(And it’s about time!)
As regular readers of the Error World message boards know, I have a problem with third party grading services. My problem is, quite simply put, the lack of standards that abound, and have abounded for 30 years, among grading services.
Now I don’t condemn all grading services, as that would be throwing the baby out with the wash. There are some very good services and there are some very poor ones. Lets look at a little history to see where I am coming from.
I started collecting coins around 1960 when, by today’s standards, there was a bonanza of coins in circulation. One could find (almost) all of the wheat cents, and occasional Indian Cent, Buffalo Nickels, Mercury Dimes, Standing Liberty Quarters and Walking Liberty Halves in circulation. If you asked nice you could even get Morgan and Peace dollars at the bank at face value! Times were good! Most collectors, then and now, tried to assemble sets of coins in circulated condition although we would occasionally run across a nice shiny “uncirculated” example in change that made a nice addition to our album(s). The grade of coins in those days were ag, good, very good, fine, very fine, extra fine, average uncirculated, uncirculated and brilliantly uncirculated. Grading was fairly straightforward and standards could easily be found in the Red Book or other sources.
About 10 years later, it was decided for the collector by the industry that those grades were not sufficient to describe all the degrees to which an uncirculated coin could aspire. The numismatic industry became convinced that we needed 11 degrees (MS60 – MS70) to adequately describe the different qualities of uncirculated coins.
This presented a problem for the average collector, as there were very few people around who could tell the difference between these grades on the 11-point scale. We all knew that MS60 was what we commonly called Uncirculated, MS65 was Brilliantly Uncirculated and MS70 was perfection (to be yearned for but never achieved). As for the intermediate grades, the average collector didn’t have a clue.
Every problem has a solution waiting in the wings and it didn’t take long before a group of folks came along and said, “Send your coins to us and we will grade them for you and everyone forever after will accept our grading and everyone will know the grade of your coin because we are professional graders”. This seemed like a panacea for the collectors of uncirculated coins. And there was peace in the land.
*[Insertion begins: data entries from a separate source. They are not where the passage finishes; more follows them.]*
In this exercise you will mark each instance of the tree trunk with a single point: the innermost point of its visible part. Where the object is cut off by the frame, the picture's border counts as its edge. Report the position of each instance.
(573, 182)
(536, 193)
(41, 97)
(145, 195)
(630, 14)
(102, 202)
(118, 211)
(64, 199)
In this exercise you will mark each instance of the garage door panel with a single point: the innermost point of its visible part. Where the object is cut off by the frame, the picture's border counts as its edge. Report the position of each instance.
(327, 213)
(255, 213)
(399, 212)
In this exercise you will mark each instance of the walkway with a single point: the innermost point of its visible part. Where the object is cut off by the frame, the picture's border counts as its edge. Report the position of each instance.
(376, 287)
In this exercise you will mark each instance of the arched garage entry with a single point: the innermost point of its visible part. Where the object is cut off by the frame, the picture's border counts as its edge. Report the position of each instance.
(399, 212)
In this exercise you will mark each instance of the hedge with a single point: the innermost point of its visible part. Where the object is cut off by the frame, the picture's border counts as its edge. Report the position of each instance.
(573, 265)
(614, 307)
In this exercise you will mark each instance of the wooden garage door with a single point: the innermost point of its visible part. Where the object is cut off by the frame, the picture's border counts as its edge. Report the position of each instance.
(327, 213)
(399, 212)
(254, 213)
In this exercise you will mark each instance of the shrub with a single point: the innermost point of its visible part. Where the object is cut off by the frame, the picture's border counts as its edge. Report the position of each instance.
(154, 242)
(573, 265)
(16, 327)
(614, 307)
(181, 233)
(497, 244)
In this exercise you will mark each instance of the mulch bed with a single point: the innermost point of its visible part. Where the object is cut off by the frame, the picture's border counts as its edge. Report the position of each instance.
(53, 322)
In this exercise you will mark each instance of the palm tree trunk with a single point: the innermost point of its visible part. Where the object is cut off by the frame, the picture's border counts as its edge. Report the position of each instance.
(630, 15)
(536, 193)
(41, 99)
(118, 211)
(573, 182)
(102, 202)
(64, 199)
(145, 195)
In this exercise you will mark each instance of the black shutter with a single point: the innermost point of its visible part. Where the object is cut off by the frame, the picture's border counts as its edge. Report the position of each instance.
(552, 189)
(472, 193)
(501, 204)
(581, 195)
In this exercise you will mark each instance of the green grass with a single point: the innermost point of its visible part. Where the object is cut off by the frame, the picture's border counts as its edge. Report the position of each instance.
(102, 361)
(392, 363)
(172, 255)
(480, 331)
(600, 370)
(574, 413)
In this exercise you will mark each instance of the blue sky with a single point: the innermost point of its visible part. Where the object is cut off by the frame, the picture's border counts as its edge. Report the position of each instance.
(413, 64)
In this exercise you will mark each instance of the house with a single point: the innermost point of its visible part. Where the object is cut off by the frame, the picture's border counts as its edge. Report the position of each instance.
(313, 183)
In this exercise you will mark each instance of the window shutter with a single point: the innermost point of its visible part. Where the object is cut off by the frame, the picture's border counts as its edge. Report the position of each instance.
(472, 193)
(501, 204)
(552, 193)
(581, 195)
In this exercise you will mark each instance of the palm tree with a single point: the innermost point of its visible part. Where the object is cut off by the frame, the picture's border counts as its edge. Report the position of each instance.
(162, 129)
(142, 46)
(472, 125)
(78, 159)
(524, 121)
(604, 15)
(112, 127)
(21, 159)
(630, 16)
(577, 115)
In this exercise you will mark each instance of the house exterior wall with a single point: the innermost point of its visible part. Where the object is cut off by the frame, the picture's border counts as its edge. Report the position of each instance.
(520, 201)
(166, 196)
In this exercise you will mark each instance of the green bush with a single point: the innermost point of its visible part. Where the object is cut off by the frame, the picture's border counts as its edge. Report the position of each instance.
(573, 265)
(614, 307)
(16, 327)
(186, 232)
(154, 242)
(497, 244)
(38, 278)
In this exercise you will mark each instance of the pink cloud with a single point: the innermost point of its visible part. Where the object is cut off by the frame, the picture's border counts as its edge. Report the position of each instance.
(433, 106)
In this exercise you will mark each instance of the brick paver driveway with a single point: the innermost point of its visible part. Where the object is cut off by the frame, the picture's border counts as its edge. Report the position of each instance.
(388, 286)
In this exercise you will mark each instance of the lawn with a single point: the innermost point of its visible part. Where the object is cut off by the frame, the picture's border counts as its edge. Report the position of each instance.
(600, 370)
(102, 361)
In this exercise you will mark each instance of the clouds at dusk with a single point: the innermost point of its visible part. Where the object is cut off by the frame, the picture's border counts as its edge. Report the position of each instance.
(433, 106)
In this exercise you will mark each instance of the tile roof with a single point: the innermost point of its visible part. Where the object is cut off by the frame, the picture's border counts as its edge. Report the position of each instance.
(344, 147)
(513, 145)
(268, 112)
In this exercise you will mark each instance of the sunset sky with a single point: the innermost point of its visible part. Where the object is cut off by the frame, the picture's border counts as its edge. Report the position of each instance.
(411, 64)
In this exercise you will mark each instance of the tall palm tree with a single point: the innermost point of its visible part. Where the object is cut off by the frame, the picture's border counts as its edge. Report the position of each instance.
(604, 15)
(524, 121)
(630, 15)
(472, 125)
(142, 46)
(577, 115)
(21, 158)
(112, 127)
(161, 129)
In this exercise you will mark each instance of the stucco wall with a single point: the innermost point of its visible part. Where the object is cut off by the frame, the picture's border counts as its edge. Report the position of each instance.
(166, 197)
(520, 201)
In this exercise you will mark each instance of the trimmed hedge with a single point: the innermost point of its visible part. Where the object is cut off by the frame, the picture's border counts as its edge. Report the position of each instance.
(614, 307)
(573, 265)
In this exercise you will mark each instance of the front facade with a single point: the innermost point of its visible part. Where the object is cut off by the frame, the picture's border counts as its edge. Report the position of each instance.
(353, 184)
That is until other Grading Groups came along and promised to do the same thing. And then came another and another and another until, as of today, there have been in excess of 73 Grading Companies (most of which have come and gone) all promising to bestow upon your coin the absolute golden grade that would be accepted by all, far and wide, forever and ever.
The problem with this was (is) that there were no standards. There were no criteria by which one became a “Grader”. Because there were no objective criteria to becoming a “grader”, one company's MS65 was another company's MS63 and another company's MS60. It became a practice that you could submit a coin to a company for grading and slabbing and if you thought it came back with a grade that was to low you simply cracked the slab, removed the coin and submitted it to someone else with the hope that it would come back graded higher, which it often did.
The problem was not solved. Instead of having an absolute answer as to the grade of our coins we now had a hierarchy of grading services. Certain grading companies became known as “easy graders” and others were “tough graders.” You had to know your grading companies as well as how to grade your coins. Thus came the phrase, “Buy the coin, not the slab.” This is totally contradictory to the way Grading Services were sold to the public.
After 30 years of collector frustration, an attempt at correcting this problem may be at hand. In the April 7, 2003 issue of Coin World, the front-page headlines shout, “ANA to certify professional graders due to disparity among services.”
The article goes on to state that the ANA (American Numismatic Association) feels that, “...certification of professional graders is the best way to address the wide disparity in third party grading services.” I have felt that this has been needed for a very long time and feel vindicated that it is finally being addressed by such an august entity as ANA.
This is a welcome sign in the forest of Grading Services. As stated by the ANA in the article, “the problem … is that anyone, regardless of knowledge and qualifications, can open a third-party grading service and hold himself or herself out to be experts.” They further go on to state, “all grading services are not equal, but the public doesn’t know that.” This is the understatement of the ages and has only taken 30 years to see the light of day.
The ANA, thus proposes to offer, “classes and seminars on grading through the ANA’s Education Department to be taught by nationally recognized grading professionals. The curriculum would be developed and approved by the ANA.” Once a grader has completed this course of study he would be required to pass a certification exam administered by the ANA. There would also be periodic retesting to assure the retention of standards.
Once graders achieve certification, then standards can prevail. If they fail to uphold these standards, “they could face the loss of certification and possibly financial penalties.”
Finally someone is listening to the plaintive voice of the collector, who ultimately supports this industry. I feel that this is possibly the greatest step forward that I have seen in this industry in the last 30 years. Kudos to the ANA. Respect will return to the Grading Services.